It will bring no reassurance to my friend, who’s a shop assistant in our local supermarket. Only a few weeks ago she was caught up in a robbery at work. Men jumped out of a car wielding weapons and ambushed the security personnel who deliver and pick up cash.
This was at around 2pm in the afternoon. Minutes later my elderly father pulled up in the car park and went to the Post Office next door, and an hour later I met my teenage daughter and her friend at the same spot. It pays not to use your imagination in situations like this.
But these are our daily lives and once unthinkable incidents are, frankly, becoming frighteningly commonplace. The same day as the supermarket robbery, the shop assistants in a local general store were held at knifepoint.
Then last week, most heartbreakingly of all, another friend had her car broken into overnight on her own drive. Ignoring the small change in dashboard, the thieves made off with the dance class gear belonging to her daughters.
In the scheme of things, this may not sound that important, but these two young girls, both hugely promising dancers, are traumatised. Their parents must now find around £400 to replace everything which was lost. And poignantly, somehow find a way to restore the youngest’s precious collection of unicorns, which were taken along with the ballet shoes, tap shoes, tights and leotards.
This is not the Wild West. This is Barnsley. Although I’m the first to admit that we’re a town not without its problems, it is still largely a respectable and hard-working place.
Everything I’ve told you about has happened in neighbourhoods which are hardly grand or affluent. These are not crimes targeted at rich people in fancy houses driving top-of-the-range cars. These are ordinary men, women and families. Neither are they especially deprived areas, just streets and roads and estates as you would find in any other town, anywhere across the North of England.
Without sounding too dramatic, it’s beginning to feel as if we are being attacked from within. And I’ve never felt like that before in my life, even when I lived alone in the middle of London in the 1990s.
This is what Mr Hammond is failing to grasp with his high-handed insistence that police forces must not expect any addition to their existing budgets.
Brexit was always going to overshadow this Spring Statement, but the terrifying rise in murderous knife crime alone in the last 12 months has pushed police resources and how they are deployed to the front of the agenda.
However, in a recent interview with the radio station LBC, he said police commissioners and chief constables across the country simply needed to divert resources from “lower priority areas of policing” in order to tackle serious crimes, including knife crime.
He also left listeners puzzling – and senior officers fuming – with his cryptic cliché: “If your house is on fire, you stop painting it and you go and get a bucket and start pouring water on the fire.”

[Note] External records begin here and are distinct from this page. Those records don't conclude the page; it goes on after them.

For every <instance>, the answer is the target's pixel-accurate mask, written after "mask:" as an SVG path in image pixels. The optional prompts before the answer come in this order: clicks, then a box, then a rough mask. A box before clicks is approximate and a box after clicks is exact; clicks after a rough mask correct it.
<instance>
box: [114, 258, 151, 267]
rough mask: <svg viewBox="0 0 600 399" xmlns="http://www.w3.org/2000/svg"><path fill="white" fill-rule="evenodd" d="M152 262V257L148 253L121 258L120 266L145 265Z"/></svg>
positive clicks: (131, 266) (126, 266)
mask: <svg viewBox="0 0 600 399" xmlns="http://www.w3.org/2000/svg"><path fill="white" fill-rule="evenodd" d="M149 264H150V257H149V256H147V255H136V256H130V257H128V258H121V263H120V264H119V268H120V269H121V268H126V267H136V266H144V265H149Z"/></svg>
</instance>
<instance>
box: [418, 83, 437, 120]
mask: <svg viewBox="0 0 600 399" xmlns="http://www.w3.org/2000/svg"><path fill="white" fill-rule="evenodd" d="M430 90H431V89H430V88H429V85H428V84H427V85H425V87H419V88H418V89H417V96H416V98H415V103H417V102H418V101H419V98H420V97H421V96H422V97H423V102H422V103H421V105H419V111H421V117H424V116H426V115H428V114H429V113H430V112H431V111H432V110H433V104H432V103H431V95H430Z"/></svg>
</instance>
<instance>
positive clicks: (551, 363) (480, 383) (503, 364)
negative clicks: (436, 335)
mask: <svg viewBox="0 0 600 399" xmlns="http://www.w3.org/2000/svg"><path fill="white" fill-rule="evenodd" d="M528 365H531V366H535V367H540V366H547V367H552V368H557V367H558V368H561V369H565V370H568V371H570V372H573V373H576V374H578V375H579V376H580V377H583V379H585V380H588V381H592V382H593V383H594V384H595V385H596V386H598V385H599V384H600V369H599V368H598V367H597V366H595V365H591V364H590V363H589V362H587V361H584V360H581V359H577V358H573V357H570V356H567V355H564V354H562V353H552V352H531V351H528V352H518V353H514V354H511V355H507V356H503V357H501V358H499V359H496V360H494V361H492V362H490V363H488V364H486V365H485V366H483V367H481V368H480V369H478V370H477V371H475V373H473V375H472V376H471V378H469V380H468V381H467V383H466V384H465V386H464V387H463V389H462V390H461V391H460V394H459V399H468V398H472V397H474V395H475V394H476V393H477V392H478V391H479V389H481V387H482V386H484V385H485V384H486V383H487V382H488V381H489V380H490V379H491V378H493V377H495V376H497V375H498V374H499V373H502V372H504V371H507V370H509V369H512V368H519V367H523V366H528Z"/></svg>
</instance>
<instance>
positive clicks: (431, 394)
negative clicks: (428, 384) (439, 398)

This is of zero help whatsoever to police leaders, who must constantly do more with less. With forces already stretched to the limit, criminals take advantage, knowing that there is statistically less chance of being apprehended and brought to justice. And the public? Vulnerable and angry.
On that note, here’s my final – and very cautionary – tale. I also heard about the girl who had her puppy stolen from her garden, reportedly by people who intended to sell it and use the profit to buy drugs.
As the drama unfolded on social media, it became clear that the victim of the crime, and her friends, and family had no intention of calling the police, because they couldn’t see the point – a stolen puppy would hardly be high on their list of priorities just now. It appears however, that several neighbours joined forces and took matters into their own hands, shall we say.
The puppy was swiftly returned to its rightful owner. ‘All’s well that ends well,’ as cliché-fond Philip Hammond might say, but once again he would be hugely missing the point.
We are peering over the brink of a lawless society where criminals operate entirely to their own rules and ordinary people have no protection. Does he not see that his refusal to act on what police leaders tell him is making the crime and anti-social behaviour situation even worse? That’s not economics, it’s simple common sense. And responsible government.